As with all dogs, regularly checking and taking care of the ears, eyes, teeth and gums is indispensable for this breed. Equally, cutting the claws is an important part of grooming, so you need to get your temperamental pet used to this procedure from an early age. With regularity, consistency and loving patience, you can train this active dog to sit still and let itself be examined without showing resistance.

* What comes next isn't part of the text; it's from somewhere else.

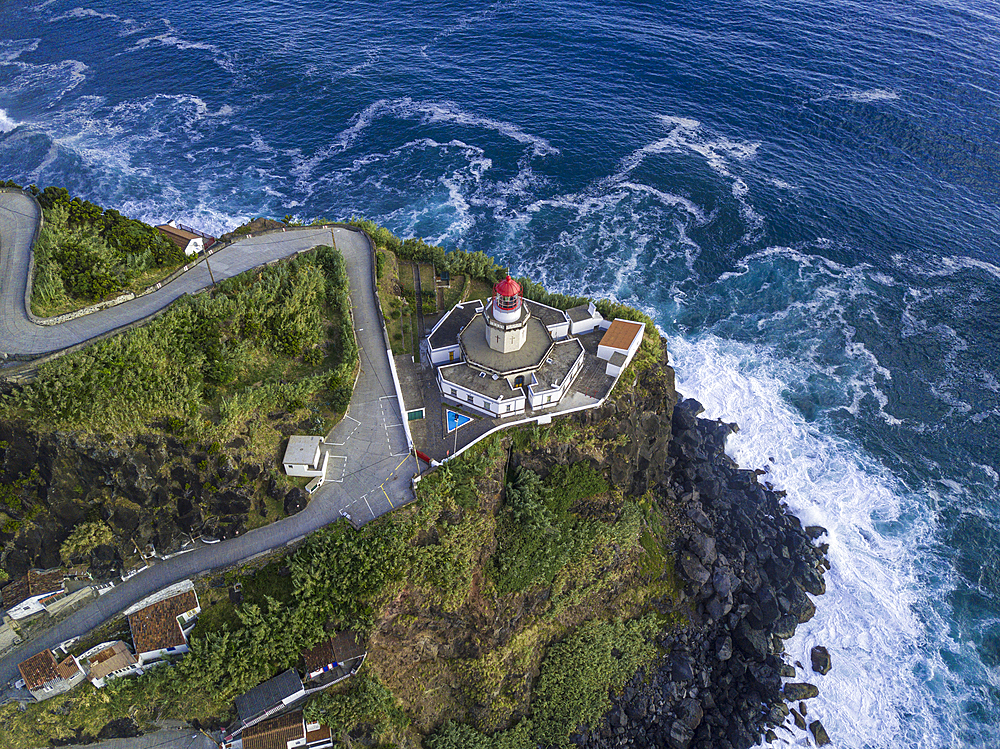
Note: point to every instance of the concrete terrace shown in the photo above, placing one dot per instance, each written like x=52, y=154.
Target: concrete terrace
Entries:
x=371, y=465
x=430, y=434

A good, well-balanced diet is just as important for your pet’s health as appropriate grooming. But which food is best for the Belgian Shepherd? Unfortunately there’s no generalised answer to this question that applies to all dogs from the breed. Although they share the same build, their energy requirements can be drastically different depending on age, sex and level of activity. When choosing the right food, you should always have in mind your dog’s individual circumstances. A young dog needs different food to an older dog, whilst an active working dog has different requirements to a pure family dog.

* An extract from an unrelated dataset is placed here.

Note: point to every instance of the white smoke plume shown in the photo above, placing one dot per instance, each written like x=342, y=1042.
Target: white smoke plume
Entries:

What does an adult dog need?
Independently of these individual criteria that should definitely be considered, the rule of thumb applies for adult dogs that the food should consist of around 70 to 80 percent meat. Meat acts as the dog’s most important source of protein for healthy development. In order to prevent allergies, you can occasionally opt for more exotic meats such as ostrich, kangaroo or water buffalo. Fruit and vegetables that provide vital vitamins and nutrients are another important foodstuff. However, overly sweet fruit and excessive carbohydrates and grains should be avoided. Sugar and other sweeteners have no place at all in your dog’s food. Spiced food or other table scraps are unsuitable for your pet. If you wish to please your shepherd dog, give it a special dog snack instead or even better, get out in the great outdoors and let it unleash its urge for activity.
Housing and Training
Lots of activity doesn’t just have a positive effect on your dog’s weight, but also helps to keep it mentally and physically stimulated. Belgian Shepherds are demanding in this respect and require much more exercise and activity than other dogs for their mental wellbeing. Daily walks around the block are nowhere near enough for these bundles of energy. Shepherd dogs deployed as service dogs with the police, customs and personal protection services and as herding and working dogs are mainly sufficiently mentally and physically challenged by these activities. In contrast, Belgian Shepherds kept as family dogs absolutely need sufficient replacement activities.

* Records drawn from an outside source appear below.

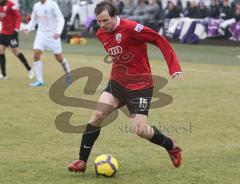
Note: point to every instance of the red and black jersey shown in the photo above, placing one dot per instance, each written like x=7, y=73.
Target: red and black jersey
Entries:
x=127, y=47
x=10, y=18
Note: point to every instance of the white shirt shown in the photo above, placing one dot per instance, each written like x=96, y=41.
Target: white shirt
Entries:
x=48, y=17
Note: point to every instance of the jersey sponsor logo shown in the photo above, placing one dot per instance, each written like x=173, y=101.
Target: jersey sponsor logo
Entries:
x=114, y=50
x=139, y=27
x=118, y=37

What would life be without sport?
As a result, dog sport is a compulsory part of life with a Belgian Shepherd. They can be found in almost all areas of dog sport and are always very successful at competitions. Their strong love of work, intelligence, excellent physical constitution, speed, agility and strength ensure that almost no other dogs can hold a candle to them when it comes to dog sport. Most impressive of all is their immense jumping power – a Belgian Shepherd can effortlessly scale a 2.50m high steep face.
For whom is a Belgian Shepherd suitable?
It goes without saying that such sporty and temperamental dogs absolutely need to be with active and experienced owners. A Belgian Shepherd owner mainly requires the time and inclination to get actively involved with their dog. Mentally and physically stimulated dogs aren’t just happier and healthier, but are also more receptive in terms of obedience and training. Especially with this breed possessing a certain stridency, insufficient training can otherwise lead to dangerous behavioural problems.
The right balance between calm and consistency
Along with plenty of exercise and activity, shepherd dogs therefore also require consistent training and early socialisation to adapt to life as a family dog. However, you shouldn’t forget that these dogs are very sensitive in nature and mainly need love, calm and tranquility – along with consistency. They find excessive severity distressing, so this will certainly not lead to the desired training success. They enjoy affection in the form of cuddle sessions just as much as doing activities together. Dogs that receive sufficient physical and mental stimulation prove calm and well-balanced at home and loyal companions that will bring owners many years of joy.